General syntax: `search term [tag] Boolean operator search term [tag] ...`where [tag]=
`[ACCN]`	Accession
`[AD]`	Affiliation
`[ALL]`	All fields
`[AU]`	Author name `Lentz R [AU]` yields all of Lentz RA, Lentz RB, etc. `"Lentz R" [AU]` yields only Lentz R
`[AUID]`	Unique author identifier, such as an ORCID ID
`[ECNO]`	Enzyme Commission numbers
`[EDAT]`	Entrez date `YYYY/MM/DD`, `YYYY/MM`, or `YYYY`; insert a colon for date range, e.g. `2016:2018`
`[GENE]`	Gene name
`[ISS]`	Issue of journal
`[JOUR]`	Journal title, official abbreviation, or ISSN number `Journal of Biological Chemistry` `J Biol Chem` `0021-9258`
`[LA]`	Language
`[MAJR]`	MeSH major topic One of the major topics discussed in the article
`[MH]`	MeSH terms Controlled vocabulary of biomedical terms (subject)
`[ORGN]`	Organism
`[PDAT]`	Publication date `YYYY/MM/DD`, `YYYY/MM`, or `YYYY`; insert a colon for date range, e.g. `2016:2018`
`[PMID]`	PubMed ID
`[PROT]`	Protein name (for sequence records)
`[PT]`	Publication type, includes: `Review` `Clinical Trial` `Lectures` `Letter` `Technical Report`
`[SH]`	MeSH subheading Used to modify MeSH Terms `stenosis [MH] AND pharmacology [SH]`
`[SUBS]`	Substance name Name of chemical discussed in article
`[SI]`	Secondary source ID Names of secondary source databanks and/or accession numbers of sequences discussed in article
`[TITL]`	Title word Only words in the definition line (not available in Structure database)

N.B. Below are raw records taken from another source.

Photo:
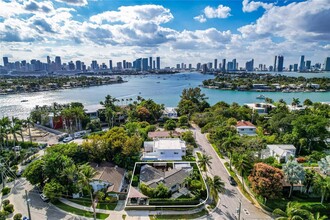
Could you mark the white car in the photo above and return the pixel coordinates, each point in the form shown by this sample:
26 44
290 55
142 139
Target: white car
44 198
67 139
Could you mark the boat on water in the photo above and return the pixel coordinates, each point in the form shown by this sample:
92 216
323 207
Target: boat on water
261 97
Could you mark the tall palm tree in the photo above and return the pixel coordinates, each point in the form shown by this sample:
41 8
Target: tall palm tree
231 142
86 174
242 164
294 173
204 162
216 186
322 186
293 212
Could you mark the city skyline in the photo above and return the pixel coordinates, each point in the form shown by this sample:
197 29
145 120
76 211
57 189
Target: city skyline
198 32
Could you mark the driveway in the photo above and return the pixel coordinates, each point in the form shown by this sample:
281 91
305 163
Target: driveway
229 201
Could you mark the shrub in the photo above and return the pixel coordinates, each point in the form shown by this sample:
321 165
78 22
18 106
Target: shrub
18 216
9 208
301 159
5 202
5 191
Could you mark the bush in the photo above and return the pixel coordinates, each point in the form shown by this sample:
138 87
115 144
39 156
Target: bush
18 216
5 202
301 159
5 191
9 208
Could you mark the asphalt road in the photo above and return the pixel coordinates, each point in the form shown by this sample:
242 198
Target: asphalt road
229 201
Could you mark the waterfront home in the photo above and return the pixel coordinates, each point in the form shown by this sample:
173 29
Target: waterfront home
163 134
261 108
170 112
109 177
246 128
164 149
173 178
282 152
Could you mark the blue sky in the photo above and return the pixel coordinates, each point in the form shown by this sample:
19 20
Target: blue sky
188 31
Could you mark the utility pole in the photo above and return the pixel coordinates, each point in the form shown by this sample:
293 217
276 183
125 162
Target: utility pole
28 204
239 210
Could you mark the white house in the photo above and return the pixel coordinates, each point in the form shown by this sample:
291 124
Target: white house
246 128
261 108
282 152
170 112
164 149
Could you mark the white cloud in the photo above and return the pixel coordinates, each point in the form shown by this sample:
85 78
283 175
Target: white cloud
220 12
250 6
200 18
209 12
74 2
128 14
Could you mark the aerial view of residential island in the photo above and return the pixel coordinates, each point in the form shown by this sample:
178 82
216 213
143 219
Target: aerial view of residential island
165 109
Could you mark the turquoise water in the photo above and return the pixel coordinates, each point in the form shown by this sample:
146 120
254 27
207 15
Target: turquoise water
164 89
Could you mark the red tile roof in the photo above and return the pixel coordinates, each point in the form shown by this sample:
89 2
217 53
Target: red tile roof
244 123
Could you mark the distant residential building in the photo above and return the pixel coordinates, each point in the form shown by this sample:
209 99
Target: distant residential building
164 149
158 62
282 152
170 112
327 64
249 66
246 128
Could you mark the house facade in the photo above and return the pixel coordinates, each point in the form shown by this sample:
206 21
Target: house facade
282 152
164 149
246 128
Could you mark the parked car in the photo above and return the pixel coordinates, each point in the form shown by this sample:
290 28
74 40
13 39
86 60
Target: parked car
44 198
232 181
67 139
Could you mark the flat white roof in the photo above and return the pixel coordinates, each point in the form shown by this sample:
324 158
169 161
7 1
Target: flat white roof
169 144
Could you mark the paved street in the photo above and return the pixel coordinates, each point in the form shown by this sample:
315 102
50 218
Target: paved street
230 200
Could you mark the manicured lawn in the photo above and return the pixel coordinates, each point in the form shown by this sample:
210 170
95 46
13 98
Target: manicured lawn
107 206
313 204
185 216
79 211
82 201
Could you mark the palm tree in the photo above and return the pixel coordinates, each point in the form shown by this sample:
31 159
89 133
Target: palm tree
242 164
204 162
216 186
294 173
231 142
322 186
86 174
293 212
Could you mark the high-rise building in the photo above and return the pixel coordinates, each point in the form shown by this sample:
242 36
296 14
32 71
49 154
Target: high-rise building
280 63
158 62
295 67
5 61
234 64
249 65
110 64
302 63
144 64
58 62
198 66
150 63
327 64
308 64
223 65
78 65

`[WORD]`	Text words All words and numbers in the title and abstract, MeSH terms, subheadings, chemical substance names, personal name as subject, and MEDLINE secondary sources
`[VOL]`	Volume of journal
and Boolean operator = `AND`, `OR`, or `NOT`

For each of the found papers shown in the Summary view in Figure 2.2, the user is presented with the title of the paper, the authors of that paper, and the citation. To look at any of the papers resulting from the search, the user can simply click on any of the hyperlinked titles. For this example, consider the third reference in the list, by Srour et al. (2010). Clicking on the title takes the user to the Abstract view shown in Figure 2.3. This view presents the name of the paper, the list of authors, their institutional affiliation, and the abstract itself. Below the abstract is a gray bar labeled “MeSH terms, Substances”; clicking on the plus sign at the end of the gray bar reveals cataloging information (MeSH terms, for me dical s ubject h eadings) and indexed substances related to the manuscript. Several alternative formats are available for displaying this information, and these various formats can be selected using the Format pull-down menu found in the upper left corner of the window. Switching to MEDLINE format produces the MEDLINE layout, with two-letter codes corresponding to the contents of each field going down the left-hand side of the entry (e.g. the author field is again denoted by the code AU). Lists of entries in this format can be saved to the desktop and easily imported into third-party bibliography management programs.